Scientific links of the week »Explorersweb
A passion for the natural world drives many of our adventures. And when we’re not really outdoors, we love to immerse ourselves in the discoveries of the places we live and travel. Here are some of the best natural history links we’ve found this week.
Domesticated horses date back to the Western Eurasian steppes: People have used horses for transportation, farming, and warfare for centuries, but their origins have never been clear. The researchers analyzed the remains of 273 ancient horses from possible regions of horse domestication. They identified the lower Volga-Don region in the western Eurasian steppes as the center from which horses spread across the world 4,200 years ago.
Who built these Mayan ruins?
The Mayan ruins look like Teotihuacan: Archaeologists have found a small plaza and temple in the Mayan capital of Tikal in Guatemala. The new finds resemble the ruins of La Ciudadela and the Temple of the Feathered Serpent in Teotihuacan. Since Teotihuacan conquered Tikal in 378, “it’s almost as if Teotihuacan had set up its own neighborhood or embassy in Tikal,” explains archaeologist Thomas Garrison. The old maps of the sites did not show the ruins because the growth of the jungle hid them. Lidar mapping revealed the hidden ruins.

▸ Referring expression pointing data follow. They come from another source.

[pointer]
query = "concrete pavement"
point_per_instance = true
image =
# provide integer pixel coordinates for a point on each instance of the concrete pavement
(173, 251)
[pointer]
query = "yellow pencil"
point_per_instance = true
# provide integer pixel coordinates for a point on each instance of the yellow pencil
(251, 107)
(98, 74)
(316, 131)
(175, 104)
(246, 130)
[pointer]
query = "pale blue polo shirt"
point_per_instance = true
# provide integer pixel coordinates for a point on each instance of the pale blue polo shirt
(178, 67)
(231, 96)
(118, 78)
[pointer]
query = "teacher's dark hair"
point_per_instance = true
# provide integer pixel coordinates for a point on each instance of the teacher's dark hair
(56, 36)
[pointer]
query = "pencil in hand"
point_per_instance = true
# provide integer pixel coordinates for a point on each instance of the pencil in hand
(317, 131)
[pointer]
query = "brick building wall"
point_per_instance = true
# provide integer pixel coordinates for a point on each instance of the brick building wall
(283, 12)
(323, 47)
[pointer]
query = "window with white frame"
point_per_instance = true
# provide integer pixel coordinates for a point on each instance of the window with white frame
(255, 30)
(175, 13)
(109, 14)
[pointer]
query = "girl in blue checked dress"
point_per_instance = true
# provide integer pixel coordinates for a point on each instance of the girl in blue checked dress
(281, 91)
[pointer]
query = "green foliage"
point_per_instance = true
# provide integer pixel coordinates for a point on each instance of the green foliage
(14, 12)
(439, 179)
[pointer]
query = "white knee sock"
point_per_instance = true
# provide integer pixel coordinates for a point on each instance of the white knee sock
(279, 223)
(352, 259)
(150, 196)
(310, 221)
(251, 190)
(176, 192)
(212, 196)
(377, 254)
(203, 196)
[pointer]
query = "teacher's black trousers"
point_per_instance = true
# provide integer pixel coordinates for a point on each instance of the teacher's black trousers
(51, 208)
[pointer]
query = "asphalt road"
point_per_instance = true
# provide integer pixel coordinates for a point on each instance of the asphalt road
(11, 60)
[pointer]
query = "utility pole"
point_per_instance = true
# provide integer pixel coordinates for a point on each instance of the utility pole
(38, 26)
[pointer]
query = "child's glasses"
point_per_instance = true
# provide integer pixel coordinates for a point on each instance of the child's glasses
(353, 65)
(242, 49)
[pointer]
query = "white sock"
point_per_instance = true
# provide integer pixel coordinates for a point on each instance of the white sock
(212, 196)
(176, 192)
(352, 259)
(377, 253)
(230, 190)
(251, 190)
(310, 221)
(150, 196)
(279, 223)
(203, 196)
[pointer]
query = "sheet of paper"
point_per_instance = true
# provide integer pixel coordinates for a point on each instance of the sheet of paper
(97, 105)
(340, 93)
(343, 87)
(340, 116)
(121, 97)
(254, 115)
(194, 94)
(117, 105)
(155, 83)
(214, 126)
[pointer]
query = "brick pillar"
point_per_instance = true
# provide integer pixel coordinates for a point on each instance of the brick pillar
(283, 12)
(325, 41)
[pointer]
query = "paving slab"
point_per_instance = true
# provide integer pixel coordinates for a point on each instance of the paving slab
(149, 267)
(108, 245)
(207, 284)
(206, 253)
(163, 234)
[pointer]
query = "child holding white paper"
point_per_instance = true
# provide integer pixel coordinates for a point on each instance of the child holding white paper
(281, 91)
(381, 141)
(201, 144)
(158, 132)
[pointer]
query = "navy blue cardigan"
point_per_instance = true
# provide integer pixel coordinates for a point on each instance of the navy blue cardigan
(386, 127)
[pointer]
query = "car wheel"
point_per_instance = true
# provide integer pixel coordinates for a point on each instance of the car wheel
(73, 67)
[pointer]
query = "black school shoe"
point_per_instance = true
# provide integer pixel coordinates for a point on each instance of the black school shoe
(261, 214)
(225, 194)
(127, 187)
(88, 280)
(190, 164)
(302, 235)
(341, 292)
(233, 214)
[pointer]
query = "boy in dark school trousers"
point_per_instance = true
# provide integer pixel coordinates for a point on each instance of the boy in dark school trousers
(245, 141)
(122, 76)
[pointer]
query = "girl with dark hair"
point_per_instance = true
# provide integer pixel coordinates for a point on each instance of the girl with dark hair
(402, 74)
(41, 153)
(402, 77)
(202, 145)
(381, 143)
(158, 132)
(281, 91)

The major ocean current could heat up considerably: The Kuroshio Current in the North Pacific Ocean is crucial for many ecosystems and the fishing industry. The world’s northernmost corals are found here, thanks to its warmth. Due to climate change and increased carbon dioxide, this current is heating up three times faster than other ocean regions. Modeling shows that an extension of the Kuroshio Current is moving north, but researchers are not sure what repercussions this will have.

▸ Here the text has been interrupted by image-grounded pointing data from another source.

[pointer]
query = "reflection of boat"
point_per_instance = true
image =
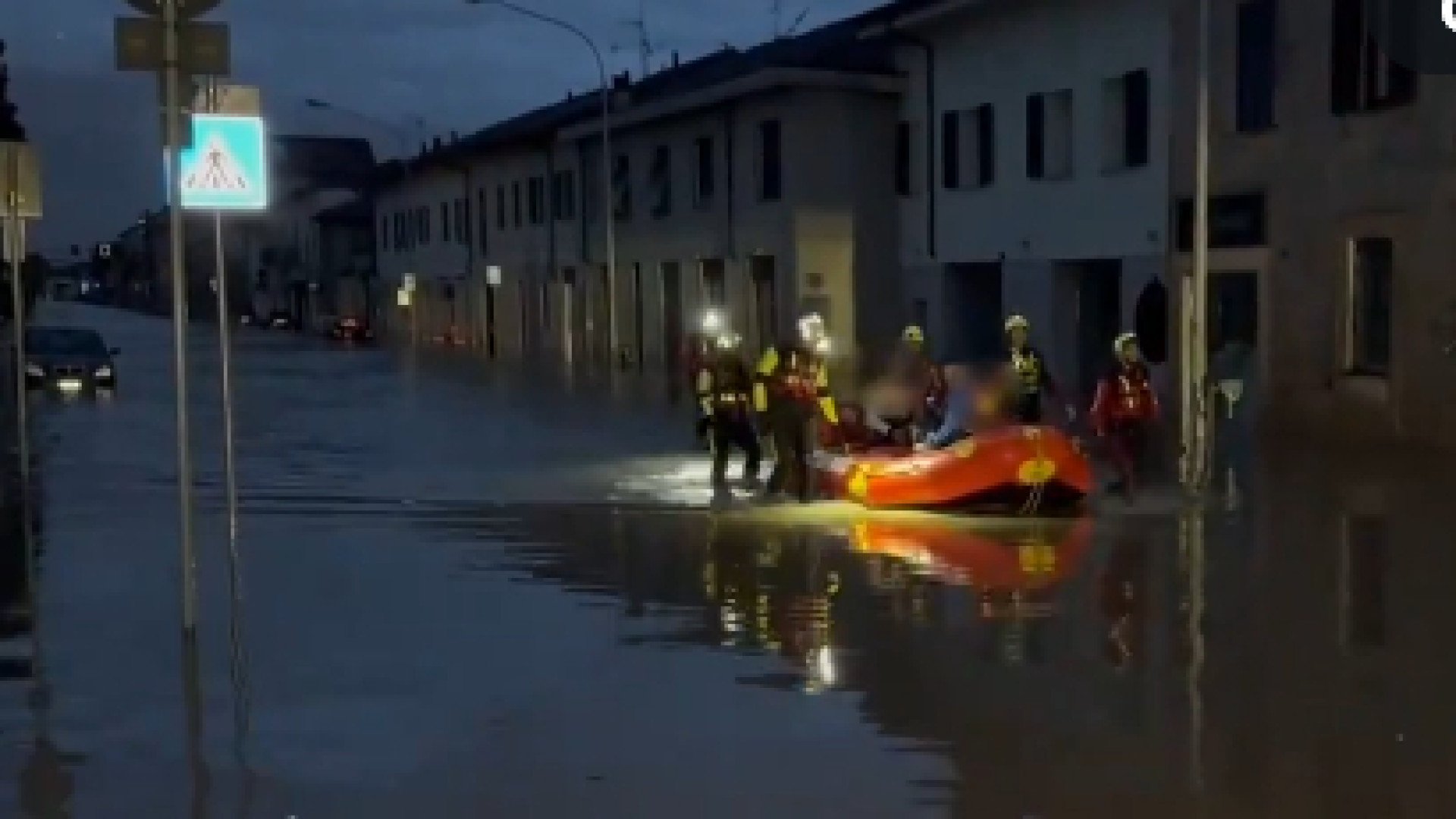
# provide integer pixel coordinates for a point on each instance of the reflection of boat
(1006, 560)
(1014, 466)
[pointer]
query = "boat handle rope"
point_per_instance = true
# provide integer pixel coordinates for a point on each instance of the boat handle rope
(1038, 487)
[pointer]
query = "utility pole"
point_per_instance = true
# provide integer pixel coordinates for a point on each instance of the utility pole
(169, 42)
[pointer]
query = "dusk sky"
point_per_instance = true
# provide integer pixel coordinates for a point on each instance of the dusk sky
(455, 66)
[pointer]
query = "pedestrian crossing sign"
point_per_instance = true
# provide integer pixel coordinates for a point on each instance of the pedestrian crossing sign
(228, 165)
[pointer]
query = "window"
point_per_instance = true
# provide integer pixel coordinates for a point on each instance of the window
(564, 196)
(1049, 134)
(1360, 76)
(1254, 66)
(951, 149)
(707, 174)
(622, 187)
(903, 158)
(482, 219)
(1128, 121)
(981, 143)
(536, 199)
(660, 178)
(1372, 271)
(770, 161)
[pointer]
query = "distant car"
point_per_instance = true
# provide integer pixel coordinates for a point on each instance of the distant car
(69, 359)
(350, 328)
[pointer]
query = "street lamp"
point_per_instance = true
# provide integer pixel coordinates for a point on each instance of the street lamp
(400, 131)
(607, 213)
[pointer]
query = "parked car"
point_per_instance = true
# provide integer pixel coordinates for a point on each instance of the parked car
(350, 328)
(69, 359)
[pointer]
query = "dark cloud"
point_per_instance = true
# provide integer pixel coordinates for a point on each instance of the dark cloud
(388, 61)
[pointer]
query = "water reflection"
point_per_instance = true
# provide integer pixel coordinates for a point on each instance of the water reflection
(47, 780)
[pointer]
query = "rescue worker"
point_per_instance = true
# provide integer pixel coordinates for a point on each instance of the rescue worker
(1030, 368)
(912, 368)
(791, 387)
(724, 385)
(1125, 411)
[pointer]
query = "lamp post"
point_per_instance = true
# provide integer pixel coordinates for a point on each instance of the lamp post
(400, 131)
(607, 212)
(1194, 303)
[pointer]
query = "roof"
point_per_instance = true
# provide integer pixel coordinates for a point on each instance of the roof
(836, 47)
(359, 212)
(325, 162)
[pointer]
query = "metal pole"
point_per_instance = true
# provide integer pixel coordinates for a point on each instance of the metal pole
(1196, 293)
(172, 104)
(609, 213)
(224, 343)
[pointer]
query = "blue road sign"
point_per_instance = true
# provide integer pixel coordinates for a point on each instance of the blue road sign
(228, 165)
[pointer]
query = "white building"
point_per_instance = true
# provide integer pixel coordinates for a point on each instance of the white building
(1034, 174)
(740, 183)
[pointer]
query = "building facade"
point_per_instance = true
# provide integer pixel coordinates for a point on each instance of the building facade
(748, 181)
(1033, 175)
(1332, 188)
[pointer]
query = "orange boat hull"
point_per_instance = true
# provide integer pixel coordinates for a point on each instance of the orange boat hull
(1005, 466)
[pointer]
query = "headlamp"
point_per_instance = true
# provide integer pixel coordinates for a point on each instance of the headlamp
(712, 321)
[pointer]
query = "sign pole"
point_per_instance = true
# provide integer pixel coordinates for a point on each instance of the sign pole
(172, 104)
(224, 343)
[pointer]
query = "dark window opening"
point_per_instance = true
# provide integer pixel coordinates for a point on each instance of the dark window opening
(951, 149)
(1136, 118)
(707, 175)
(1036, 136)
(903, 155)
(1372, 305)
(1254, 66)
(770, 153)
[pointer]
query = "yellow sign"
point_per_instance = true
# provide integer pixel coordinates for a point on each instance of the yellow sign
(1036, 471)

African elephants lose tusks due to evolution: Ivory poaching in Africa has led to the evolution of defenseless elephants in many regions. Although elephants without tusks are rare, their numbers are much higher in some places, and they are also all females. Half of female calves born to defenseless mothers are also defenseless, while all male calves retain their tusks. In addition, two-thirds of their offspring are now females.
The Hubble Space Telescope shows the destruction of a star: NASA’s Hubble Space Telescope has given astronomers an unprecedented view of a star’s disappearance. Previously, “we would show up after the fact and try to figure out what had happened,” said Ryan Foley of the University of California. The new information could give astronomers an early warning system for other stars on the verge of supernova.
The last two northern white rhinos
The northern white rhino of Kenya has withdrawn from the breeding program: There are only two northern white rhinos left in the world, and Najin is one of them. Zoologists have now pulled her out of a breeding program that attempted to save the species. The last male died in 2018, and now the only two survivors are Najin and his daughter Fatu. Neither is capable of carrying a calf to term. Scientists collected eggs from Najin before she retired and collected the sperm from the last remaining male. Currently, 12 viable embryos exist. These will be implanted in surrogate southern white rhinos in an attempt to save this species on the brink of extinction.
The Japanese wolf is the closest relative of domestic dogs: The Japanese wolf, a subspecies of the gray wolf, became extinct in 1905, but many bone and tissue samples still exist. Japanese wolf DNA is also present in an evolutionary branch of wolves that appeared 20,000 to 40,000 years ago. This branch led to both Japanese wolves and domestic dogs.
An underwater volcanic eruption caused strange seismic waves: Seismometers around the world recorded a major event identified in 2018. This baffled scientists because no one actually felt the shock waves. Eventually, it became clear that volcanic activity on the seabed off the French island of Mayotte caused the waves. The eruption is the largest ever recorded in the sea. Since the beginning of the eruption of the magma chamber, a new submarine volcano has reached a height of 820 m. The site previously had very little elevation.
About the Author
Rebecca is a UK-based freelance writer and science teacher.
She is a great traveler and has had the good fortune to backpack Africa, South America and Asia. With a background in marine biology, she is interested in everything related to the oceans and aims to dive and swim in open water in as many seas as possible.
His areas of expertise include open water sports, marine wildlife and adventure travel.